Smart Fortwo Mhd Boot

Start to drive it though, and its talents dissipate. The Fortwo's automated manual gearbox has always been fairly bad, but without turbo-assisted performance the languid shifts seem to take twice as long. There's not enough torque to avoid changing gear as you might in the turbocharged cars, and not enough performance to make up for the length of time each gear takes to change.

Left in automatic, rather than changing yourself, it's even worse.
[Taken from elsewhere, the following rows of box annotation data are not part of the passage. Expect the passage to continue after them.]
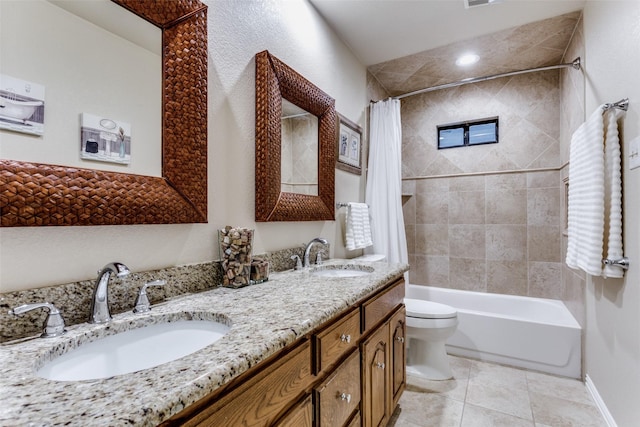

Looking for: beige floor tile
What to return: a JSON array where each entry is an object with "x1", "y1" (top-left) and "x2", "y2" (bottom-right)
[
  {"x1": 469, "y1": 361, "x2": 527, "y2": 390},
  {"x1": 395, "y1": 390, "x2": 464, "y2": 427},
  {"x1": 527, "y1": 372, "x2": 594, "y2": 405},
  {"x1": 531, "y1": 393, "x2": 606, "y2": 427},
  {"x1": 389, "y1": 356, "x2": 606, "y2": 427},
  {"x1": 466, "y1": 361, "x2": 533, "y2": 420},
  {"x1": 466, "y1": 380, "x2": 533, "y2": 420},
  {"x1": 407, "y1": 357, "x2": 471, "y2": 402},
  {"x1": 460, "y1": 403, "x2": 533, "y2": 427}
]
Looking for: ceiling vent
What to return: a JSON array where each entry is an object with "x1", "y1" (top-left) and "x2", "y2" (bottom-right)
[{"x1": 464, "y1": 0, "x2": 497, "y2": 9}]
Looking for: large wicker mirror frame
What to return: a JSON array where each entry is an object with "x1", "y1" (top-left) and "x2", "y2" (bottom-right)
[
  {"x1": 255, "y1": 51, "x2": 337, "y2": 221},
  {"x1": 0, "y1": 0, "x2": 207, "y2": 227}
]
With no acceleration to enjoy you're then left to mull over the dead steering, poor refinement and ride quality akin to bumping down a staircase on your arse.

At least indicated economy was good. Despite a healthy thrashing, the computer showed 57 mpg at the end of our drive. There's zero road tax, too.

Price as tested: £11,220
Combined MPG: 65.7
CO2: 98 g/km

Smart Fortwo Mhd Interior

Conclusion

Don't get us wrong here: The Smart Fortwo Electric Drive is still the best car the company makes, and the BRABUS is fantastic fun despite its ludicrous expense. But without the tinsel of high-tech drivetrains or go-faster tinsel, the Fortwo can only be judged on its merits - and those merits are getting harder to find. The next-generation Fortwo can't come soon enough.